Paul Conrad is Associate Professor of Native American History and Literature at the University of Texas at Arlington.

He applied the “Page 99 Test” to his new book, The Apache Diaspora: Four Centuries of Displacement and Survival, and reported the following:
The enslavement of Native Americans was ubiquitous throughout the Americas, even though the practice was often illegal in colonial societies. Page 99 of my book examines this history in a particular time and place, in what is now Northern Mexico in the 18th century. Drawing from records of civil suits I found in an archive in Chihuahua, I describe area residents wrangling with each other over botched slave sales, the theft of slaves, slaves who ran away, and more. Caught in the maelstrom were Apaches like those I discuss on page 99 named Francisca and Rita. While their enslavement was in fact illegal in the Spanish empire, the fact it was widely accepted by both area residents and local courts ultimately kept them ensnared in exploitative circumstances not of their own choosing. As I explain on this page, the details of their stories, “reflect the experience of other Native people turned Apaches slaves whose lives did not make it into the archival records: lives characterized by relative powerlessness and vulnerability.”

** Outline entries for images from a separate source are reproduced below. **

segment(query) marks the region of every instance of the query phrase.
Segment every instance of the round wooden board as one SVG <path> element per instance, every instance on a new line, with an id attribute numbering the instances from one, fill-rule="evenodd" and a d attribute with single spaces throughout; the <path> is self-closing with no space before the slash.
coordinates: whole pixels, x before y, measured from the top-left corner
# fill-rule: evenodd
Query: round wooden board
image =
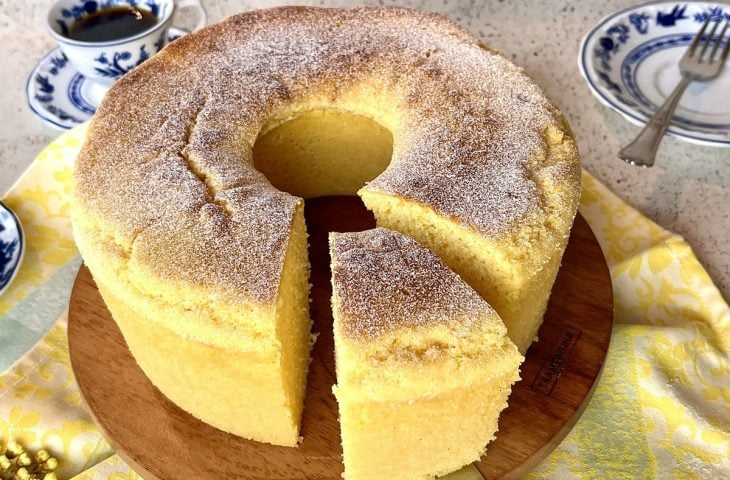
<path id="1" fill-rule="evenodd" d="M 327 232 L 356 231 L 374 220 L 356 197 L 307 200 L 314 330 L 298 448 L 252 442 L 184 412 L 145 377 L 85 266 L 69 306 L 68 340 L 76 380 L 117 453 L 144 478 L 340 479 L 342 474 L 330 312 Z M 497 439 L 475 466 L 486 478 L 517 478 L 562 440 L 587 403 L 613 324 L 611 279 L 601 250 L 579 216 L 553 288 L 539 342 L 499 420 Z"/>

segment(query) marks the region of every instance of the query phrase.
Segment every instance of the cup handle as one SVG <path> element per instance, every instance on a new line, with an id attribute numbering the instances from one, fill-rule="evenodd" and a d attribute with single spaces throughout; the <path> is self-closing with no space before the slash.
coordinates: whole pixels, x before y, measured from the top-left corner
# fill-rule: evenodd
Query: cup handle
<path id="1" fill-rule="evenodd" d="M 195 30 L 200 30 L 205 26 L 206 23 L 208 23 L 208 14 L 205 13 L 205 8 L 203 8 L 203 4 L 200 2 L 200 0 L 175 0 L 175 10 L 187 7 L 192 7 L 198 12 L 198 21 L 193 27 L 193 32 Z"/>

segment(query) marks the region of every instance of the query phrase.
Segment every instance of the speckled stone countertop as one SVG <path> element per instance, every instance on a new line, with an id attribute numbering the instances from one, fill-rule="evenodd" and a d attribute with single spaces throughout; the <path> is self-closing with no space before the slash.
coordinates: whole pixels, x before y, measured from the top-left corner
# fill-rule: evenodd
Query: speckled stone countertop
<path id="1" fill-rule="evenodd" d="M 325 6 L 401 5 L 442 12 L 510 56 L 540 84 L 570 120 L 588 171 L 663 227 L 679 233 L 730 298 L 730 149 L 666 138 L 656 166 L 638 169 L 616 157 L 638 133 L 599 104 L 577 67 L 583 34 L 604 15 L 637 2 L 576 1 L 235 1 L 203 0 L 209 21 L 258 7 L 293 3 Z M 8 189 L 57 132 L 26 105 L 25 82 L 37 60 L 54 48 L 45 31 L 50 0 L 0 0 L 0 192 Z M 184 20 L 184 19 L 183 19 Z"/>

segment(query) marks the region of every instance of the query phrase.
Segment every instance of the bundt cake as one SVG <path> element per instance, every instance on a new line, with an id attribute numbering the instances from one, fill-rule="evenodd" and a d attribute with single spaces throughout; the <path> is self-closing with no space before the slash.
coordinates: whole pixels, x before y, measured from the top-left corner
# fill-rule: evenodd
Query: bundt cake
<path id="1" fill-rule="evenodd" d="M 341 137 L 354 140 L 325 148 Z M 74 182 L 79 249 L 149 379 L 205 422 L 293 446 L 312 344 L 302 197 L 359 192 L 524 352 L 580 165 L 540 89 L 444 16 L 286 7 L 184 36 L 125 75 Z"/>

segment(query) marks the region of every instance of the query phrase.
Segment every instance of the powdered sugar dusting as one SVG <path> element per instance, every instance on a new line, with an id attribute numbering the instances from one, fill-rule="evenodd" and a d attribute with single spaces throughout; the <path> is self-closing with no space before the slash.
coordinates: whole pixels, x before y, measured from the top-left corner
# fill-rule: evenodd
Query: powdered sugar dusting
<path id="1" fill-rule="evenodd" d="M 476 314 L 493 313 L 434 253 L 400 233 L 334 233 L 330 248 L 336 315 L 350 338 L 449 322 L 468 331 Z"/>
<path id="2" fill-rule="evenodd" d="M 557 111 L 459 26 L 401 8 L 261 10 L 172 43 L 107 94 L 76 165 L 77 203 L 130 251 L 169 246 L 145 256 L 161 275 L 271 301 L 299 200 L 255 170 L 251 147 L 272 112 L 311 98 L 337 107 L 362 82 L 400 115 L 393 162 L 367 188 L 485 235 L 541 208 L 530 162 Z M 155 238 L 183 230 L 210 238 Z"/>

The page 99 test works very well for my book. This is because the page examines important themes of the book as a whole. For example, it highlights the experience of displaced Native people and the colonial interests that fueled their displacement, such as demand for labor. Another key theme that runs throughout the book that is discussed on this page is the disconnect between law and governmental policy and the lived experience of people impacted by them on the ground.

If the test works well in my case overall, I do have to say that the page itself isn’t one of my favorites. My favorite pages in my book are those when I was able to present Indigenous people’s own words and perspectives, and trace out their experiences of the trauma of being uprooted from kin and homeland in detail. In this page of the book, the source material I had to work with was rich in certain respects—it showed how masters were completely unafraid to reveal they illegally owned and exploited Native people, for example. But it was also frustratingly fragmentary, as few of the suits from this archive included testimony from the enslaved Apaches themselves, though such testimony was not uncommon in other times and places I examine in the book.

In sum, the test itself is really a total success, in the sense that it reveals the analysis and arguments of the book while also revealing its limitations.